On Oct 31, 2024, at 11:41 AM, Chuck Guzis via cctalk<[email protected]>  
wrote:

On 10/31/24 07:35, Donald Whittemore via cctalk wrote:
If I remember right I was told back in the early 70s by our IBM CE that 
physical damage could be done to our model 30 or 40 if we ran a program that 
did an Assembler instruction, B *    For those non-Assembler people that is an 
instruction to branch to the location of the instruction.  I think it might 
have caused a heat problem in the core or CCROS or TROS.

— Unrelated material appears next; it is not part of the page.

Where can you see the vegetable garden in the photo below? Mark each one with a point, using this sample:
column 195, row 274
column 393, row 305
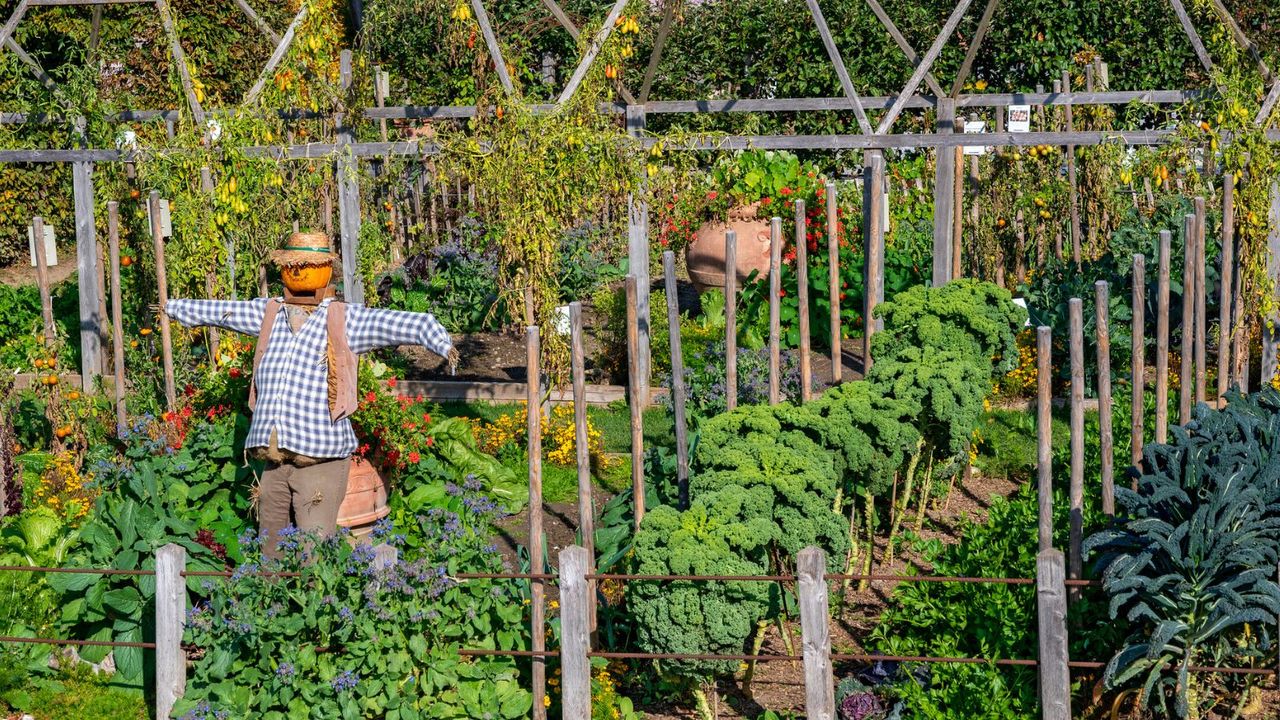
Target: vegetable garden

Possible? Or is my 76 year old brain hallucinating?
I recall that sort of thing was an issue in the CDC 7600; it could throw
parity errors because of core heating.  I believe that the problem was
in the PPUs, but it's been too many years to remember accurately.
Ahh, yes, the Duty Cycle Integrator.  Slows things down when they heat up.  The DECwriter III has a similar feature when you're printing long lines of dense characters, such as '#'.
I could imagine it in PPs, also in 6400 machines since they don't have an 
"instruction stack" so instruction fetches would go to memory.  For all of 
those you'd end up hammmering a single memory cell at high speed, and each time you do 
that you get a read and a write cycle, both of which inject some energy into the cores in 
question.

In CDC's OS (NOS) the idle loop contains a couple of instructions which are 
fairly slow, apparently with the specific intent to slow down memory references.
A couple divides, or count instructions, though bit counting might not be as slow as divides on machines that have an instruction stack, similar to the difference between iterative shifting and a barrel shifter.

--
Jeff Woolsey {woolsey,jlw}@{jlw,jxh}.com first.last@{gmail,jlw}.com
Spum bad keming.
Nature abhors a straight antenna, a clean lens, and empty storage.